Отец вздыхает и не смотрит мне в глаза.
— Так надо.
— Нет!
— Один раз, Ксана. Клянусь. Тебе больше не придется повторять это. Просто сейчас нужно снять следы и твои показания. В суде не будет допросов. Клянусь… Тебе не придется снова и снова вспоминать эту ночь. Даю слово… Но сейчас…
Отец продолжает смотреть куда-то в бок.
— Суд?!
Меня будто воздушной волной отбрасывает назад.
— Какой еще суд, папа?
— За совершенное злодеяние, разумеется. Насильник должен ответить перед законом.
— Нет… Нет… Боже, нет. Я ничего не скажу! Никуда заявления писать не стану.
— Ксана! Уже и так ясно…
— Нет! Нет, папа. Неясно. Все не…
Как мне мучительно стыдно и неловко…
До меня только сейчас дошло, в чем отец хочет обвинить Ансара.
Ансар, конечно, мудак! Достоин наказания, но… только не такого.
— Папа, пусть эти люди выйдут, пожалуйста. Хватит меня разглядывать… Нам нужно поговорить наедине! — судорожным жестом натягиваю толстовку поверх короткого топа.
— Оставьте нас.
Жду, пока за последним сотрудником закроется дверь.

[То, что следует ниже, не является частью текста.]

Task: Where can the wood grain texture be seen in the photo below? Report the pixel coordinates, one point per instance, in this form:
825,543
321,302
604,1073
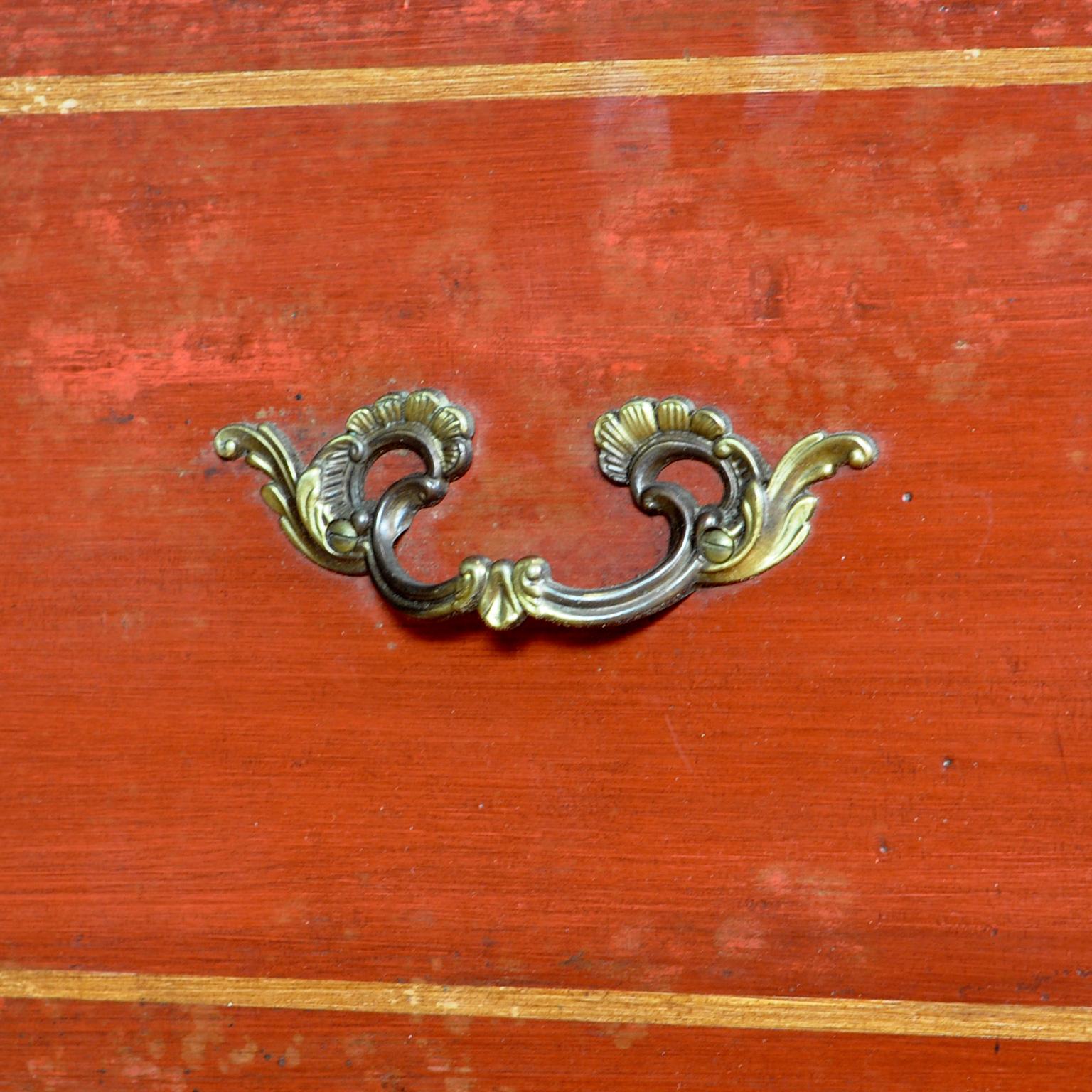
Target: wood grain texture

Молчим… Редкие шорохи и звуки дыхания в полной тишине раздаются оглушающе громко.
— Я не буду давать показания об изнасиловании, если ты хотел представить все именно так.
Отец мучительно выдыхает:
— А как еще?
— Не совсем так. Мы… У нас это давно…
— Вы давно спите?! — взвился отец. — Давно спите вместе? А сегодня он решил… Я не знаю…
— Нет. Боже, нет… Это было впервые. Переспали. Но…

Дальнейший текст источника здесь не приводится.